Interventions can also include actions that involve specific hosts or vectors in a given population, such as:

  • adding pathogens with specific genomes to a host/vector

  • removing all protection sequences from some hosts/vectors in a population

  • applying a “treatment” in a population that cures some of its hosts/vectors of pathogens

  • applying a “vaccine” in a population that protects some of its hosts/vectors from pathogens

For these kinds of interventions involving specific pathogens in a population, the user may choose to apply them to a randomly-sampled fraction of hosts/vectors in a population, or to a specific group of individuals. This is useful when simulating consecutive interventions on the same specific group within a population. A single model may contain multiple groups of individuals and the same individual may be a member of multiple different groups. Individuals remain in the same group even if they migrate away from the population they were chosen in.

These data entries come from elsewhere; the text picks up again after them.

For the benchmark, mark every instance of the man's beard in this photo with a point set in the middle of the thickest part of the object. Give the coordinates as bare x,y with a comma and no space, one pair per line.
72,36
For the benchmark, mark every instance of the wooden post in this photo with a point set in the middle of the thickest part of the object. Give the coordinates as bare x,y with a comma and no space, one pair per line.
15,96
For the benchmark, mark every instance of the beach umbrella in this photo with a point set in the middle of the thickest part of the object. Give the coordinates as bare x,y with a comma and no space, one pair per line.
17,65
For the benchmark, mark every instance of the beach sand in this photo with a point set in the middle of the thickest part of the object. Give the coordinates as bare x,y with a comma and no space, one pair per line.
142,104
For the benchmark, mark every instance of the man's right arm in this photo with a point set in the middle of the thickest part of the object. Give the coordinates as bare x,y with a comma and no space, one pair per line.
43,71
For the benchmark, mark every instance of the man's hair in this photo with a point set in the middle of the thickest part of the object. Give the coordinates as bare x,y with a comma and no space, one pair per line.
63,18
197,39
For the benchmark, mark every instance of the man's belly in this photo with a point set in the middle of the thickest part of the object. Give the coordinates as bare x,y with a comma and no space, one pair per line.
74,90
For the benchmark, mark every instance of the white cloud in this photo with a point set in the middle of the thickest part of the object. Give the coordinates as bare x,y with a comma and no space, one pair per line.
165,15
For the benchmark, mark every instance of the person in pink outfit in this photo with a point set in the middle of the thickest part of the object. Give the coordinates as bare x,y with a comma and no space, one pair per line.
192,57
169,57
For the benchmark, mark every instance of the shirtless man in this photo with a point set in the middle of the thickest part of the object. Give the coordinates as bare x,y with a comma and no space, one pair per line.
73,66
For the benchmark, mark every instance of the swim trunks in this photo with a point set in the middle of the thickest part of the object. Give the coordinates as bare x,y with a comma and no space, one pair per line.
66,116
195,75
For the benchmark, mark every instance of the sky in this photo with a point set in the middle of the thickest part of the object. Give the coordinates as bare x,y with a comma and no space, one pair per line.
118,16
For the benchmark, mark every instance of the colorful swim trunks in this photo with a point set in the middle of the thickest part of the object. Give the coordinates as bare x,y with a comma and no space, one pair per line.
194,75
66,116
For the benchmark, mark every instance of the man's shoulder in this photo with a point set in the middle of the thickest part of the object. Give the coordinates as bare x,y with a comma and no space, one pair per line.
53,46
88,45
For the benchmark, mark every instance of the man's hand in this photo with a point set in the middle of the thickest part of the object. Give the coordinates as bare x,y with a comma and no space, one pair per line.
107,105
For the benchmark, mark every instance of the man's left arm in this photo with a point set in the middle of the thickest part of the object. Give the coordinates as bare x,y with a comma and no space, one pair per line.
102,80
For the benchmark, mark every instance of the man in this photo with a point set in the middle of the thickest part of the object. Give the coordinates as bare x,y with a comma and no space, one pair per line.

When a host/vector is given a “treatment”, it removes all pathogens within the host/vector that do not contain a collection of “resistance sequences”. A treatment may have multiple resistance sequences. A pathogen must contain all of these within its genome in order to avoid being removed. On the other hand, applying a vaccine consists of adding a specific protection sequence to hosts/vectors, which behaves as explained above for recovered hosts/vectors when they acquire immune protection, if the model allows it.

Simulation

Models are simulated using an implementation of the Gillespie algorithm in which the rates of different kinds of events across different populations are computed with each population’s parameters and current state, and are then stored in a matrix. In addition, each population has host and vector matrices containing coefficients that represent the contribution of each host and vector, respectively, to the rates in the master model rate matrix. Each coefficient is dependent on the genomes of the pathogens infecting its corresponding vector or host. Whenever an event occurs, the corresponding entries in the population matrix are updated, and the master rate matrix is recomputed based on this information.

Simulation

The model’s state at any given time comprises all populations, their hosts and vectors, and the pathogen genomes infecting each of these. A copy of the model’s state is saved at every time point, or at intermittent intervals throughout the course of the simulation. A random sample of hosts and/or vectors may be saved instead of the entire model as a means of reducing memory footprint.

Output

The output of a model can be saved in multiple ways. The model state at each saved timepoint may be output in a single, raw pandas DataFrame, and saved as a tabular file. Other data output types include counts of pathogen genomes or protection sequences for the model, as well as time of first emergence for each pathogen genome and genome distance matrices for every timepoint sampled. The user can also create different kinds of plots to visualize the results. These include:

  • plots of the number of hosts and/or vectors in different epidemiological compartments (naive, infected, recovered, and dead) across simulation time

  • plots of the number of individuals in a compartment for different populations

  • plots of the genomic composition of the pathogen population over time

  • phylogenies of pathogen genomes

Users can also use the data output formats to make their own custom plots.